During Vortex’s Peace, the Destarion was decommissioned and once again served as a transport, moving citizens between Heaven, Earth, Hell and Cursèd, and occasionally between the Four Realms and Castle Void itself. Her holds were widely rumoured to be home to defectors on both the Pinian and the Darking sides, but her city-state-sized residential settlements and in particular the shielding collar bunkers – colloquially known as Deeptown – were considered to be a neutral area, a demilitarised zone but for the fact that its residents and passengers were still quite heavily-armed. The Destarion was a notoriously dangerous place, where foul play, disappearance and natural causes were almost perfectly balanced in the residents’ mortality statistics.
A small group of people took up permanent residence. They became known as The Elevator People.
After the lifting of the First Veil and the end of the Exile, when humanity reeled in the truth of its millennia-long separation from the real world and railed against the re-imposition of a divine dictatorship, the Pinian Disciples opted to allow humanity the right to choose. They would not hide the truth, or censor their opponents. They would depend on human intelligence and rationality, let them hear the cases pled by various representatives of the friends and enemies of the Brotherhood, and make up their own minds who to trust, who to believe, who – if anyone – to worship. The humans would have, as they always had, free will and the right to learn on their own terms.
The Pinians knew this was a bad idea, but it looked good on paper and they also knew that whatever happened next would serve as a formative lesson for post-Exile humanity. “Look what happened last time you thought you knew better,” they would be able to tell them. For at least the next ten thousand years.
The Pinians were right.
The Destarion, which had spent the two thousand, three hundred and seventy-eight years of the Exile buried in the ice of one of the solar system’s outer moons, was returned to her shaft of airspace running up and down between the Four Realms and Castle Void. As neutral territory, she served as a home to any humans who wanted to live free of the restrictions of the Pinian Brotherhood, wanted to hear the terms of the Brotherhood’s opposite numbers, and take part in a discourse that could not safely take place on any of the Four Realms due to the Brotherhood’s prejudice. Those who were convinced, the Brotherhood said, were welcome to disembark the Destarion and make a home for themselves in Castle Void.

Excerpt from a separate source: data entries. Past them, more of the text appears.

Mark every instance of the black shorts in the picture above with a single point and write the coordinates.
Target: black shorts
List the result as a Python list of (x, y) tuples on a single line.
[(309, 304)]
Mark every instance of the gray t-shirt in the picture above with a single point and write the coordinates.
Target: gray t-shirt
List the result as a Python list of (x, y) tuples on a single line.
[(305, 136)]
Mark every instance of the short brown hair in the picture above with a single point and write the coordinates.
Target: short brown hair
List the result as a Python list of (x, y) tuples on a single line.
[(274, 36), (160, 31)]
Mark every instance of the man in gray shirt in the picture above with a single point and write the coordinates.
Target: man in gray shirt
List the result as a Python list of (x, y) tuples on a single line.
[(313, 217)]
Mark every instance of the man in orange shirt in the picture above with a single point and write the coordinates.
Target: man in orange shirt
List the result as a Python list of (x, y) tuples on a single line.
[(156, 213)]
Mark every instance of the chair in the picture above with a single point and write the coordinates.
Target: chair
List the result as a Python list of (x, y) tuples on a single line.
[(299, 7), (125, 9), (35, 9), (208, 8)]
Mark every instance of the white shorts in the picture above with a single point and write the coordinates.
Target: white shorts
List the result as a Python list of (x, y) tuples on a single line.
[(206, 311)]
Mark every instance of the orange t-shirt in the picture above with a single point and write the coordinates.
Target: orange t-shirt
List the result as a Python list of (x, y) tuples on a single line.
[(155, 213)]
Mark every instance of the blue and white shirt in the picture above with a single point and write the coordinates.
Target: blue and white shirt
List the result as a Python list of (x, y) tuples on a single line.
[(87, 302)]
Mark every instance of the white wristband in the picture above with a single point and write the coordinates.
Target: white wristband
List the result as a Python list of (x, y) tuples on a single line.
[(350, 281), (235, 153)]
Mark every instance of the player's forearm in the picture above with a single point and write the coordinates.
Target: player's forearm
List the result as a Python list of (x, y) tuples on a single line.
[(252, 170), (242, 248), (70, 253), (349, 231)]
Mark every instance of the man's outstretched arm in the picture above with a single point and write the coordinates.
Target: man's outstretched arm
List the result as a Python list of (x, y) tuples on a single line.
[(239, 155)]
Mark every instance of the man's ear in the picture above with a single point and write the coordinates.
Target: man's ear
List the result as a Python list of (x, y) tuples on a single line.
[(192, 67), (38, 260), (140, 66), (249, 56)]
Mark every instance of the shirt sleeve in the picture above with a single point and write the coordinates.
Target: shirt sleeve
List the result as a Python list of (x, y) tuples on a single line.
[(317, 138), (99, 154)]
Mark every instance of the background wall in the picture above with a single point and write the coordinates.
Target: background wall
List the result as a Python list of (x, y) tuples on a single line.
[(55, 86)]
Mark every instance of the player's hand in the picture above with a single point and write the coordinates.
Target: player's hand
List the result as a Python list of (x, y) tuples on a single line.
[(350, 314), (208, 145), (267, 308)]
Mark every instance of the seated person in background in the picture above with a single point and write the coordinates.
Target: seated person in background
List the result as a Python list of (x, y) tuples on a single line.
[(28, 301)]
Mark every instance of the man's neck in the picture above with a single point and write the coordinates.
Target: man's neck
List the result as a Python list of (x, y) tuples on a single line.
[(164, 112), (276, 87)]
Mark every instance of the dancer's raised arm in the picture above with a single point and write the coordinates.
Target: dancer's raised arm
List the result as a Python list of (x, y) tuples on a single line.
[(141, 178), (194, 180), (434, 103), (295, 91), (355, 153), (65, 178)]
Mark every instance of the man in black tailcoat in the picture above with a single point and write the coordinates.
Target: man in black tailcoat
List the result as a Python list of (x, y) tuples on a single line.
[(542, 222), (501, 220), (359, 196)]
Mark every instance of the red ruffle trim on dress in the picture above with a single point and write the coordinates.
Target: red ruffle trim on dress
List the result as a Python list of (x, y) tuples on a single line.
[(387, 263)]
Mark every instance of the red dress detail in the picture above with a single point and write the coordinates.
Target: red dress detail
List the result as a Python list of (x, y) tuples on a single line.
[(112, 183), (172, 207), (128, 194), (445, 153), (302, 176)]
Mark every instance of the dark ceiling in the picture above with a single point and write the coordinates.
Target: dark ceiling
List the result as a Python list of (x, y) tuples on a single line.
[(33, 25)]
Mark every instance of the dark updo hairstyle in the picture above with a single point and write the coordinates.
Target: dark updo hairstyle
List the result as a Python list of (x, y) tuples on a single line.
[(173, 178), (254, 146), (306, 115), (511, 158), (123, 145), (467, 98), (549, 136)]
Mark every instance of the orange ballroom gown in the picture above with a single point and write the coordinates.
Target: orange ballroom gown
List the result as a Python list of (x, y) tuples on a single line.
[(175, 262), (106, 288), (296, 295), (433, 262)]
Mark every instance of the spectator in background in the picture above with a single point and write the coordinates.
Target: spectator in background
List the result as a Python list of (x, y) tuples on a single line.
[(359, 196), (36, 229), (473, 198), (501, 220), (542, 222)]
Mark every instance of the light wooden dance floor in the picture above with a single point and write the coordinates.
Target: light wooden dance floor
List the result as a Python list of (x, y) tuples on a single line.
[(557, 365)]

On Earth, horror stories were often set on ancient, long-buried, desecrated burial grounds, or on the sites of long-ago slaughters of innocents. It was such a prevalent idea that it had embedded itself in the cultural psyche and become a trope, a cliché.
On Heaven, Hell, and a thousand other worlds along every point of the philosophical spectrum, these stories were set on board the Destarion.
This is some pretty big-ass-scale space opera stuff. (Destarion is almost up there with Banks’ GSVs.) The Book of Pinian is an actual book you’re working on?
While we’re on the subject on size:
http://www.merzo.net/
One of my favourite images.
But yeah, this is sort of a sideline-spinoff that takes place within the Book of Pinian universe, but isn’t really in the books. As for what the Book of Pinian is, yeah – it’s an actual book (or series of books), I have finished it but am now revising and editing prior to attemtping to get it put into print. So, to be continued.